The link between HT and PTC has been focus of controversy [32-34]. In our study, PTC tissues and adjacent tissues in the HT background also had specific metabolic pathways compared with the normal background group, including aminoacyl-tRNA biosynthesis, glycine, serine and threonine metabolism [35]. Li et al. [36] found significant alterations in the aminoacyl-tRNA biosynthesis pathway in their metabolomic study of PTC and suggested that abnormalities in this pathway were related to abnormal protein synthesis in PTC. The contents of arginine and serine involved in the aminoacyl tRNA biosynthesis pathway may be significantly elevated in PTC tissues in the context of HT [35,37]. Consistent with Liu et al’s study [38], glycine and l-serine levels were reduced in patients with autoimmune thyroid disease. It is worth noting that Sun et al. [37]indicated that the expression rate of serine/glycine metabolism-related proteins was higher in PTC cases with the BRAF V600E mutation. As is known, PTC with a BRAF V600E has mutation have more aggressive tumor biology. Whether PTC has a better prognosis in the context of HT is related to this should be further explored.

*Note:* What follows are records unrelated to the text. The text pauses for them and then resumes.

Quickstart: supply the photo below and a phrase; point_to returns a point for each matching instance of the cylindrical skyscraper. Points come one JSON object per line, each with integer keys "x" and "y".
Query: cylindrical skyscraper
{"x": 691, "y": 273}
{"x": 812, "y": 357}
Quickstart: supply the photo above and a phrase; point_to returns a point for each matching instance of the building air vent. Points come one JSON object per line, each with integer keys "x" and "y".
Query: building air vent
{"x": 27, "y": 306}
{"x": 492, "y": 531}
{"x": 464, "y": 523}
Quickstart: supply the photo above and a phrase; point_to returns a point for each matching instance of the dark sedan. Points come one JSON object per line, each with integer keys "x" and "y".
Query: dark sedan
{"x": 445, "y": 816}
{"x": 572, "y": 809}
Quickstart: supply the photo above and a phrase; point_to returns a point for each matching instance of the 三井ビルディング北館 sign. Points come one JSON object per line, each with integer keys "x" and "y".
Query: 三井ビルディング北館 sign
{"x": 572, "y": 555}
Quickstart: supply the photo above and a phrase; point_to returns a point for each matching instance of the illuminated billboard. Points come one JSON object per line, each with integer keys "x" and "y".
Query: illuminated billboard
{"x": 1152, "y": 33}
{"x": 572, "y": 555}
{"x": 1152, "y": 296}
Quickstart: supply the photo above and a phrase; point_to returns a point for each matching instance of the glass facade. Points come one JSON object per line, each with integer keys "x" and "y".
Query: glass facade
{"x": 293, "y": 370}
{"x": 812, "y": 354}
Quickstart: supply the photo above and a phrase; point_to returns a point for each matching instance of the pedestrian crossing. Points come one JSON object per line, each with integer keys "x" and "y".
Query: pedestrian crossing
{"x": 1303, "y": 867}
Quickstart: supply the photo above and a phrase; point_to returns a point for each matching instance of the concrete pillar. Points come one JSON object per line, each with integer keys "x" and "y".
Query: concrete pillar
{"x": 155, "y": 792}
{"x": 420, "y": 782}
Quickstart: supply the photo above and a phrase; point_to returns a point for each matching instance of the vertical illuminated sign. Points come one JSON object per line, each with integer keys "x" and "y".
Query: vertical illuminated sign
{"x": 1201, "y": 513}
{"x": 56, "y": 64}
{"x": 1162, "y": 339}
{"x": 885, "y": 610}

The metabolism of PTC is complex. We identified arginine, glutamic acid, cysteine, citric acid, malic acid, uracil and taurine as combined biomarkers for PTC diagnosis. These seven metabolites were defined as a combinatorial biomarker to assist needle biopsy for PTC diagnosis as demonstrated by ROC analysis, which revealed an AUC values of 0.867 and 0.973. Therefore, the potential combinatorial biomarkers provide a new direction for exploring auxiliary methods for PTC diagnosis, although a large number of samples is needed to confirm this diagnostic mode.
This study has limitations. First, we had only a small sample of patients who fulfilled our inclusion criteria. Further large-scale prospective studies are needed. Second, these potential metabolic biomarkers need to be verified in the future large-scale populations.